But look at what is before the delegates at the upcoming convention. Two days of discussion over 22 proposals all of which have been set forth by a task force appointed by President Kieschnick which was to deal with administrative stuff. And this is after the delegates were told to attend one of nine two day regional meetings geared to inform and instruct them about the upcoming administrative proposals.

 

The agenda of the church these days is simply not theological anymore. We are focusing more and more on the minutia of administration and it is not healthy for us. Some one said that the last three year cycle has been the greatest example of ecclesiastical naval gazing in our synod’s history. At our last circuit meeting we spent an hour and forty minutes talking about the administration of the synod because that is what our synod is discussing these days. I went home strangely disquieted. Are we so united on doctrine that we can spend an entire convention ignoring it?

 

Please don’t misunderstand me. I’m not saying that President Kieschnick is ignoring our theology. During his nine years he has convened meetings of the synod’s elite to discuss our theological differences. But it is not in his game plan to dedicate an entire convention to it. Nor will he present a systemic approach to resolving theological issues. He leads with his strengths and we see the results.

 

And there is little doubt that throughout her history the church has never resolved theological issues or furthered her mission through bylaws or administrative tweaking. In our circles over the last couple of decades our constant attempts to further our mission through by-law change have rendered these bylaws almost impossible to decipher.

 

The synod is tired of this. This weariness is reflected in the nominations for president. We need a theological approach to the life of the synod.

 

Next: Why did this obsession with administrative details happen?


Comments

What do the nominations numbers mean? Part II — 9 Comments

  1. The ideal constitution of President H.C.Schwan (1897):
    1. God’s Word and Luther’s teaching shall rule as regards all spiritual matters;
    2. In all other matters, we shall be ruled by love.
    (At Home in the House of My Fathers, p. 565)

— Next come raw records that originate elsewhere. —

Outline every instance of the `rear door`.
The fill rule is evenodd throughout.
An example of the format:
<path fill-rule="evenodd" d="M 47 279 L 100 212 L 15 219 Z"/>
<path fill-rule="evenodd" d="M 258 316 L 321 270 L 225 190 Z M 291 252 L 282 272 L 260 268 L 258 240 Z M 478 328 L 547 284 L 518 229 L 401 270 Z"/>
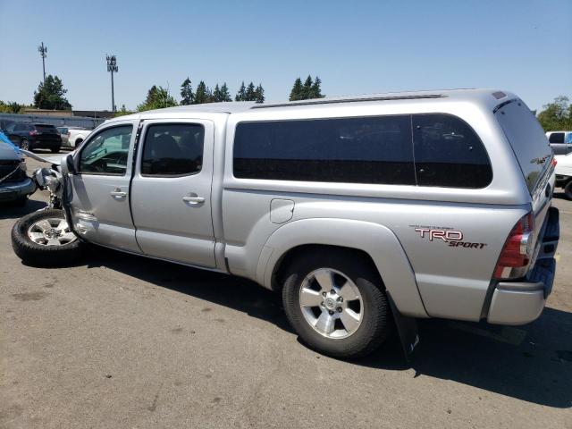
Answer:
<path fill-rule="evenodd" d="M 73 223 L 89 241 L 140 253 L 129 206 L 138 123 L 114 122 L 89 136 L 74 155 L 71 205 Z"/>
<path fill-rule="evenodd" d="M 137 241 L 148 256 L 214 267 L 214 124 L 145 121 L 131 185 Z"/>

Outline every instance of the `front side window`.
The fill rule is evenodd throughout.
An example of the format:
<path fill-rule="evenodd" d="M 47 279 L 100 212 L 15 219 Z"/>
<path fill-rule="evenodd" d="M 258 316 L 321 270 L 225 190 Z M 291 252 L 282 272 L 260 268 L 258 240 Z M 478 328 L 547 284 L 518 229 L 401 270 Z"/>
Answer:
<path fill-rule="evenodd" d="M 195 123 L 149 125 L 143 144 L 141 174 L 196 174 L 203 166 L 205 129 Z"/>
<path fill-rule="evenodd" d="M 564 143 L 564 133 L 563 132 L 553 132 L 551 134 L 550 139 L 548 140 L 551 143 Z"/>
<path fill-rule="evenodd" d="M 132 125 L 108 128 L 90 139 L 80 155 L 80 172 L 124 175 Z"/>
<path fill-rule="evenodd" d="M 414 114 L 413 147 L 418 186 L 484 188 L 492 180 L 481 139 L 449 114 Z"/>
<path fill-rule="evenodd" d="M 234 176 L 415 184 L 408 115 L 240 122 Z"/>

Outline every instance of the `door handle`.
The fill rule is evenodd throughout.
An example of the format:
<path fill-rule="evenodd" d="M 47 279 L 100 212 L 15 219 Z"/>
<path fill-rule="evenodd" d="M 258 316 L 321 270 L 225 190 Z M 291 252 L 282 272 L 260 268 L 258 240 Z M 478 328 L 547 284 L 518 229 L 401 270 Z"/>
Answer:
<path fill-rule="evenodd" d="M 127 196 L 127 192 L 123 192 L 122 190 L 112 190 L 109 195 L 111 195 L 114 198 L 119 199 Z"/>
<path fill-rule="evenodd" d="M 202 197 L 183 197 L 182 200 L 185 203 L 189 203 L 193 206 L 198 206 L 199 204 L 203 204 L 205 202 L 205 198 L 203 198 Z"/>

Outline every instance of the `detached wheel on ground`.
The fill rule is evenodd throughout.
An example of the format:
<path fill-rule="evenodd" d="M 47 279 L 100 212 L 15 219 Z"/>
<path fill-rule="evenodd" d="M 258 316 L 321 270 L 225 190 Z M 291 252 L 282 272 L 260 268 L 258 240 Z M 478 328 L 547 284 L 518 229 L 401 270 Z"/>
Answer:
<path fill-rule="evenodd" d="M 572 181 L 568 181 L 568 182 L 564 187 L 564 195 L 568 199 L 572 199 Z"/>
<path fill-rule="evenodd" d="M 21 218 L 12 228 L 12 247 L 34 266 L 72 264 L 81 256 L 81 241 L 70 231 L 63 210 L 48 209 Z"/>
<path fill-rule="evenodd" d="M 292 328 L 310 348 L 341 358 L 374 351 L 390 333 L 390 308 L 377 273 L 353 252 L 296 257 L 283 277 Z"/>

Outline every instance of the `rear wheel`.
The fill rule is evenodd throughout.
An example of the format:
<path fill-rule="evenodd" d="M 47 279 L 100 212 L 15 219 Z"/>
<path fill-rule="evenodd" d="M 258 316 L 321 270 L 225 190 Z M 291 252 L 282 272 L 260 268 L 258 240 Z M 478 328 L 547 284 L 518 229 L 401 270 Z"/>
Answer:
<path fill-rule="evenodd" d="M 568 181 L 568 182 L 564 187 L 564 195 L 568 199 L 572 199 L 572 180 Z"/>
<path fill-rule="evenodd" d="M 390 332 L 387 296 L 377 273 L 351 252 L 295 258 L 284 276 L 289 322 L 310 348 L 351 358 L 375 349 Z"/>
<path fill-rule="evenodd" d="M 48 209 L 21 218 L 12 228 L 12 247 L 24 262 L 35 266 L 57 266 L 75 262 L 81 242 L 63 210 Z"/>

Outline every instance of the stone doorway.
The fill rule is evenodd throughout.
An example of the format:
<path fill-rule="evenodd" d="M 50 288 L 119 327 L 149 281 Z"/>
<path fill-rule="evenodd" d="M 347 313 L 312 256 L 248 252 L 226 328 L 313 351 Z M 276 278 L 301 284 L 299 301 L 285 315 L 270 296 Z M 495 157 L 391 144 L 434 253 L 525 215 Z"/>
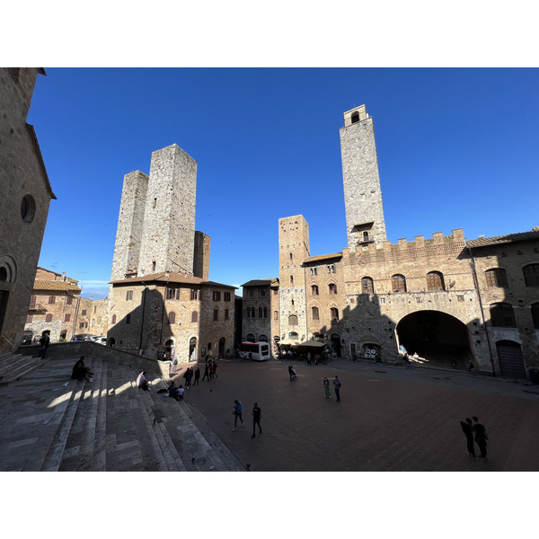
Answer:
<path fill-rule="evenodd" d="M 419 311 L 408 314 L 396 327 L 398 342 L 411 357 L 417 352 L 420 363 L 465 368 L 473 359 L 471 334 L 455 316 L 440 311 Z"/>

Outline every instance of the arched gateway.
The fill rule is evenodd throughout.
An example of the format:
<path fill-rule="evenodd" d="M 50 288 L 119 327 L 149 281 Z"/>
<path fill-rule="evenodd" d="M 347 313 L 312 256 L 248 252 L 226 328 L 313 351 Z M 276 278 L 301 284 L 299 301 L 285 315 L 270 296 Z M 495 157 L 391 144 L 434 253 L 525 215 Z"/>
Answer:
<path fill-rule="evenodd" d="M 410 355 L 417 352 L 429 361 L 450 365 L 455 359 L 463 367 L 473 359 L 472 336 L 460 320 L 440 311 L 408 314 L 396 328 L 399 344 Z"/>

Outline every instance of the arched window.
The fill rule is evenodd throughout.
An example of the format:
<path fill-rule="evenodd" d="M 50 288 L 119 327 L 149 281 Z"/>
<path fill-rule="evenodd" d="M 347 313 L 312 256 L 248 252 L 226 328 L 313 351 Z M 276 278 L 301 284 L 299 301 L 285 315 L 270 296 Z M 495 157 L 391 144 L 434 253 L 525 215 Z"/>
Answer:
<path fill-rule="evenodd" d="M 489 288 L 499 287 L 508 288 L 508 275 L 503 268 L 491 268 L 485 271 L 487 287 Z"/>
<path fill-rule="evenodd" d="M 499 303 L 490 305 L 490 321 L 497 328 L 515 328 L 515 313 L 509 304 Z"/>
<path fill-rule="evenodd" d="M 534 319 L 534 327 L 539 330 L 539 303 L 532 305 L 532 318 Z"/>
<path fill-rule="evenodd" d="M 374 294 L 375 282 L 370 277 L 364 277 L 361 279 L 361 294 Z"/>
<path fill-rule="evenodd" d="M 427 274 L 428 290 L 445 290 L 444 276 L 439 271 L 430 271 Z"/>
<path fill-rule="evenodd" d="M 539 287 L 539 264 L 528 264 L 522 271 L 526 287 Z"/>
<path fill-rule="evenodd" d="M 393 275 L 391 278 L 391 287 L 393 292 L 406 292 L 406 278 L 403 275 Z"/>

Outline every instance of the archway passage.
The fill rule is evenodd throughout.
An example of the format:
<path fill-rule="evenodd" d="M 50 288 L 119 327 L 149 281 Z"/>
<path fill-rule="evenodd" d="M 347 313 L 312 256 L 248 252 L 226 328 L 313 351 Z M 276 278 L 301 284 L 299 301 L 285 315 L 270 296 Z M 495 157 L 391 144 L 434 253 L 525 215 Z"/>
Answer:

    We truly cannot see the forest for the trees.

  2. Klemet,
    You wrote: “The agenda of the church these days is simply not theological anymore.”

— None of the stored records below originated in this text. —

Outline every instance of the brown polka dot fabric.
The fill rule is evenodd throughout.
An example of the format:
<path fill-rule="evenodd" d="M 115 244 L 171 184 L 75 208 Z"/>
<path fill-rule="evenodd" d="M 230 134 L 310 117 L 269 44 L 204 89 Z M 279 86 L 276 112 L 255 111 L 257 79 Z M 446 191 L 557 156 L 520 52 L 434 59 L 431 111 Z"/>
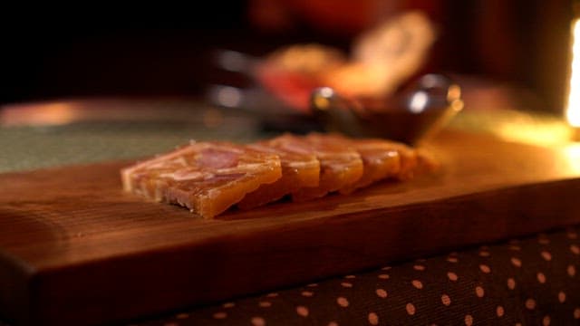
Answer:
<path fill-rule="evenodd" d="M 136 325 L 580 325 L 580 230 L 451 253 Z"/>
<path fill-rule="evenodd" d="M 579 271 L 580 225 L 130 324 L 580 325 Z"/>

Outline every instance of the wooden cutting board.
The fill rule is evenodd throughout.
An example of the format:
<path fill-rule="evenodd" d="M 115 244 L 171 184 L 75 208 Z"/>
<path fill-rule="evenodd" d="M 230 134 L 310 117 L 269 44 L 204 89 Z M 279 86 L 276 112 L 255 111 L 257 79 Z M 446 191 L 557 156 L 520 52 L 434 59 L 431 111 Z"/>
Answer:
<path fill-rule="evenodd" d="M 566 149 L 464 133 L 434 175 L 202 220 L 125 194 L 111 162 L 0 175 L 0 312 L 123 321 L 580 223 Z"/>

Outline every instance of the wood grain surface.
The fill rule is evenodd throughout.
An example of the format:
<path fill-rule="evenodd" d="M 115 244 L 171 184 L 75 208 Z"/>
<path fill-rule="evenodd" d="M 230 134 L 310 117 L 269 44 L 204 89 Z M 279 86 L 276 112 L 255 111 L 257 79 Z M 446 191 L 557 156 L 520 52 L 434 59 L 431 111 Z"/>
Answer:
<path fill-rule="evenodd" d="M 580 163 L 447 132 L 433 175 L 202 220 L 109 162 L 0 175 L 0 316 L 122 321 L 580 223 Z"/>

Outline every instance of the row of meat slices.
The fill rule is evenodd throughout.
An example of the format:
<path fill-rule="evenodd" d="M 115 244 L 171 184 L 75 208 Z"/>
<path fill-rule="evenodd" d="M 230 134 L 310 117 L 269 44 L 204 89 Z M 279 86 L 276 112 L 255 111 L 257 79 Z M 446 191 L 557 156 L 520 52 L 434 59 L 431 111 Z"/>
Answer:
<path fill-rule="evenodd" d="M 212 218 L 237 205 L 249 209 L 349 194 L 374 182 L 411 178 L 432 158 L 401 143 L 339 134 L 285 134 L 249 145 L 195 142 L 121 170 L 126 191 L 187 206 Z"/>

    And yet, it was during president Kieschnick’s presidency that the Wisconsin Evangelical Lutheran Synod (WELS) approached the LCMS in hopes of discussing together that which divides these two church-bodies. That would have been discussing theology. Two confessional church bodies with similar–if not the same–hermeneutical principals, turning to Holy Scripture, and seeking common truth from God’s Holy Word, and an opportunity to discuss what is understood and why, with room for constructive dialogue (granted, this was early in Kieshcnick’s presidency). The response: The Wisconsin Synod was turned down this request. The LCMS has been mutually involved with the ELCA to a degree, in some shared ministries, meanwhile, the Zeitgeist redirected the ELCA to a renunciation of Sola Scriptura through the decisions made at their 2009 Churchwide Assembly (CWA).

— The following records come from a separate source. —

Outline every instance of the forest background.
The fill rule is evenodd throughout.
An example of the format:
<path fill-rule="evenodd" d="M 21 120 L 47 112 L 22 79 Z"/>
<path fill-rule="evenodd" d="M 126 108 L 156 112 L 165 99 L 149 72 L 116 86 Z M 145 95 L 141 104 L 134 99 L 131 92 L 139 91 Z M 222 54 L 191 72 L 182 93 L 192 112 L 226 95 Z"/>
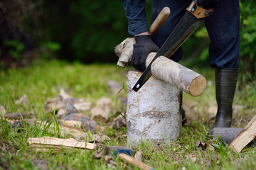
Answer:
<path fill-rule="evenodd" d="M 256 77 L 256 1 L 240 1 L 240 86 Z M 151 1 L 146 10 L 150 25 Z M 0 2 L 0 69 L 26 66 L 36 58 L 114 63 L 115 45 L 129 35 L 119 1 L 4 0 Z M 200 42 L 200 43 L 198 43 Z M 184 43 L 182 64 L 208 65 L 203 24 Z"/>

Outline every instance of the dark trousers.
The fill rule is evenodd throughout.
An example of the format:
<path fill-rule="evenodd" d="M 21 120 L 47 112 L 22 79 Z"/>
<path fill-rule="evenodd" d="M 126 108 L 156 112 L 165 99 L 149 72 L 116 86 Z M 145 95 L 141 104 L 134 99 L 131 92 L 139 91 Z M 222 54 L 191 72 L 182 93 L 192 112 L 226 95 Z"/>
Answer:
<path fill-rule="evenodd" d="M 161 47 L 186 13 L 191 1 L 152 0 L 151 21 L 154 21 L 164 6 L 171 9 L 171 15 L 157 32 L 154 42 Z M 218 69 L 238 69 L 239 56 L 239 0 L 220 0 L 213 13 L 205 21 L 210 42 L 210 65 Z M 180 47 L 171 57 L 178 62 L 182 57 Z"/>

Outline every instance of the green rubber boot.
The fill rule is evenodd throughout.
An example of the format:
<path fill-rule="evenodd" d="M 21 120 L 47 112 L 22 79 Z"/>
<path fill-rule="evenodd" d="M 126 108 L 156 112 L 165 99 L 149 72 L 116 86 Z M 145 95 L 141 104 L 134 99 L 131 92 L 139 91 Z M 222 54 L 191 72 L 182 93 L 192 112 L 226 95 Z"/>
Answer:
<path fill-rule="evenodd" d="M 230 128 L 231 125 L 232 105 L 238 74 L 238 69 L 215 69 L 215 94 L 218 111 L 215 124 L 210 130 L 210 135 L 213 135 L 214 128 Z"/>

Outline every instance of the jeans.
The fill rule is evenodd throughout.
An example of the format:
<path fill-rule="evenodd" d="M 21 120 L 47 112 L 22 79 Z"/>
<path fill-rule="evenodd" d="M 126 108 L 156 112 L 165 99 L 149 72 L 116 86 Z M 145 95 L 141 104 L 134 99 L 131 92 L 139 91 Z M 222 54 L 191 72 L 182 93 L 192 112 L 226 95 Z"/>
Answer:
<path fill-rule="evenodd" d="M 153 41 L 161 47 L 186 13 L 188 0 L 152 0 L 151 22 L 164 6 L 171 9 L 171 15 L 156 33 Z M 205 20 L 210 40 L 210 65 L 218 69 L 238 69 L 239 57 L 239 0 L 220 0 L 213 13 Z M 175 62 L 182 57 L 181 47 L 171 59 Z"/>

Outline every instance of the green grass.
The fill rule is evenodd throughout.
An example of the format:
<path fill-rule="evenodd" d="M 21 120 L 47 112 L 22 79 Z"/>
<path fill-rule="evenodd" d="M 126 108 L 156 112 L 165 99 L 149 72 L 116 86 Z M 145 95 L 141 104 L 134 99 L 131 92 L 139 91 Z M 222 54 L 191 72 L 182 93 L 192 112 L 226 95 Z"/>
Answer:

    Granted– back then, President Kieschnick did graciously offer the WELS an opportunity to discuss something he knew they could not agree to: working together, even in externals, while Wisconsin and Missouri are not walking together. It seemed so thoughtful for him to reach out, yet apparently Pres. Kieschnick’s approach to working together was to overlook doctrinal differences and distinctions. From what I’ve read, that seems to be his approach to proclaiming unity within the somewhat polarized Missouri Synod: overlook doctrine, claim “unity” and fight for organizational “change” of a sort which few can believe in. And at this 2010 crossroads we have the opportunity to have more of the same? Why?

    Such “unity” reminds me of ELCA’s “big tent” approach to unity: There’s room for everyone under the tent! So, kick your shoes off, enjoy the praise bands, and think “outreach” instead of doctrine. The problem is, Jesus didn’t preach unity no-matter-what, nor did he imply that his doctrines–his teachings–were unimportant, and could be neglected or improved upon. In the garden, He prayed for unity, genuine unity, but that seems to be quite different from what today’s LCMS looks like: It’s not your grandfather’s Missouri Synod, and CFW Walther probably wouldn’t be too impressed with the new façade either. Let’s scrap the re-packaging of Missouri, and move on to constructive discussions in theology.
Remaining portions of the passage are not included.